“Should MRIs Be the First Step in Screening for Prostate Cancer?” the Omaha World-Herald headline reads. According to many of the pioneers navigating the controversial and murky waters of prostate cancer screening, the answer is yes.
Journalist Rick Ruggles interviewed CTO, Dr. Randall Jones, regarding FirstScan’s newly opened Omaha clinic. The lack of men’s health care options paired with the life-altering side effects brought about by more invasive (and oftentimes inaccurate) detection methods prompted Jones, CEO Tim Manion, and other members of the FirstScan executive team to open the clinic.
According to Ruggles’ article, “Jones said he’s more interested in better detection and care of prostate cancer than he is in making $595 per patient.
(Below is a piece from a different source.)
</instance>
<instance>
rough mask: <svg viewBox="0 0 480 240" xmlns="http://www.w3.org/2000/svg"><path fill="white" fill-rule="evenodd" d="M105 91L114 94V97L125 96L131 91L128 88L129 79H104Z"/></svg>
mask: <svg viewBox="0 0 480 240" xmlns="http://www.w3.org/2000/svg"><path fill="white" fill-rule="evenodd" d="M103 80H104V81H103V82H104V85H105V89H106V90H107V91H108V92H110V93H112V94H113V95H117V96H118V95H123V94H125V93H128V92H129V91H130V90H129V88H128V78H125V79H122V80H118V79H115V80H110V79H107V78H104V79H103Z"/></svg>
He said he can earn many thousands of dollars apiece by making and fixing MRI coils in ScanMed, FirstScan’s companion business. ‘I’m not doing this just to get $595 from unsuspecting Joe Blows,’ Jones said. ‘That’s not my MO, man.’”
Ruggles also mentions that prostate MRIs are picking up steam outside of the US. England’s National Health Service recommends an MRI after a man shows an elevated PSA. A study in Sweden is also currently in full swing to see how much MRIs improve detection.